Detail:

Abstract:
　　In a 3D solid, the low energy excitation of the linearly dispersive crossing bands satisfies the Dirac (Weyl) equation. Such band crossing is named as Dirac (Weyl) node (DN or WN), and such solid is known as the topological (Dirac or Weyl) semimetal (DSM or WSM), which exhibit remarkable features, such as Fermi arcs, magnetic monopoles and Weyl anomaly.
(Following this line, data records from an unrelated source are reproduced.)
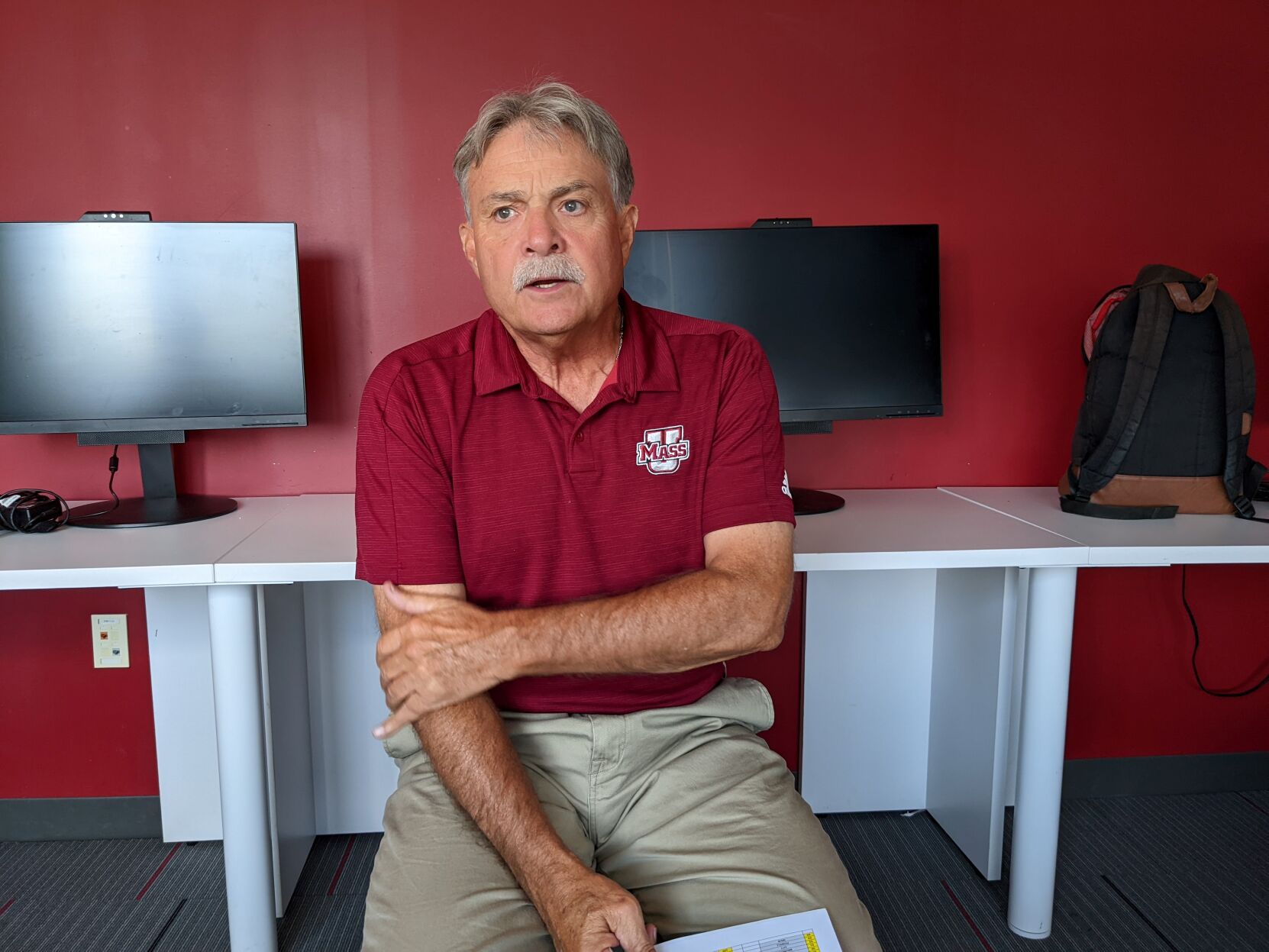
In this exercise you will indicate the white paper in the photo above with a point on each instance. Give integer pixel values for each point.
(801, 932)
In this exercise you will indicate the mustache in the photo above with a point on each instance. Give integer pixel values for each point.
(557, 266)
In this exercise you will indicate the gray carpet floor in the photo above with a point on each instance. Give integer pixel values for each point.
(1177, 873)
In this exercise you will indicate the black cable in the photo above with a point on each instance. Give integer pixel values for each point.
(1194, 655)
(115, 469)
(27, 511)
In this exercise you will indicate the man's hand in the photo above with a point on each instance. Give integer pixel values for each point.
(446, 651)
(589, 913)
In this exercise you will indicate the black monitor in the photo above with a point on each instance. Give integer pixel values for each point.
(135, 331)
(848, 316)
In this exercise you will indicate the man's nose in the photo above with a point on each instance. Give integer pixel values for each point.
(542, 234)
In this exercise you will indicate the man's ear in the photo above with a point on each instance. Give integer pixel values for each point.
(467, 237)
(628, 224)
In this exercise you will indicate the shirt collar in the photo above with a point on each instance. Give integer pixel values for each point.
(646, 362)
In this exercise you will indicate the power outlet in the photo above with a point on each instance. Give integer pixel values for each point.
(109, 641)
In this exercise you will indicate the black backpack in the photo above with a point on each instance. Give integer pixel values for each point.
(1167, 404)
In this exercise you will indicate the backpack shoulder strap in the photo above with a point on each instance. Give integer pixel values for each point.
(1148, 338)
(1240, 398)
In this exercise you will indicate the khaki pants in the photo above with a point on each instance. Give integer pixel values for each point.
(683, 806)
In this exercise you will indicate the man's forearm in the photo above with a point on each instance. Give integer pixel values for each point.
(475, 760)
(676, 624)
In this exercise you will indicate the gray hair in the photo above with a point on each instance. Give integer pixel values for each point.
(548, 108)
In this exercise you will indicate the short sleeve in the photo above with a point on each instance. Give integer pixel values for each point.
(405, 515)
(745, 481)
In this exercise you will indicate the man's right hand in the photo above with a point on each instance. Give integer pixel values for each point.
(589, 913)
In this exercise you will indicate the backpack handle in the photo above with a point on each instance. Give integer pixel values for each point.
(1182, 299)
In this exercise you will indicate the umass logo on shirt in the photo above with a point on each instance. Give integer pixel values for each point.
(663, 450)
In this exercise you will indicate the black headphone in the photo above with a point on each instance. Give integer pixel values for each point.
(32, 511)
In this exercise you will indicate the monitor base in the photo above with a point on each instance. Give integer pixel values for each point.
(141, 511)
(810, 502)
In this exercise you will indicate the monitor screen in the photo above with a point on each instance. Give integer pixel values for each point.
(848, 316)
(149, 325)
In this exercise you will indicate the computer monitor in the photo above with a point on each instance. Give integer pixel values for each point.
(848, 316)
(135, 331)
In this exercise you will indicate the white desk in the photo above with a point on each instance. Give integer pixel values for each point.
(183, 557)
(912, 612)
(1184, 540)
(964, 607)
(922, 622)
In this talk, I will introduce three works on magnetic topological semimetals. 1. Ferromagnetic HgCr₂Se₄, the only known of double-Weyl semimetal, where the quantum anomalous Hall effect can be achieved in its quantum-well structure. 2. The long-pursuing ideal WSM realized in the non-collinear magnetic GdSI. We demonstrate that fruitful topological phases can be realized in a specific honeycomb lattice, including the ideal Weyl semimetal, double-Weyl semimetal, 3D strong topological insulator, nodal-line semimetal, and a novel semimetal consisting of both Weyl nodes and nodal-lines. 3. Anti-ferromagnetic (AFM) DSM realized in the interlayer AFM EuCd₂As₂. In this work, we generalize the concept of DSM to the magnetic space groups (MSGs), and define a new category of DSM in type IV MSGs. Many exotic topological states, such as the triple point semimetal and the AFM topological insulator holding of the half-quantum Hall effect can be derived from such AFM DSMs by breaking certain symmetry, providing an ideal platform to study topological phase transitions.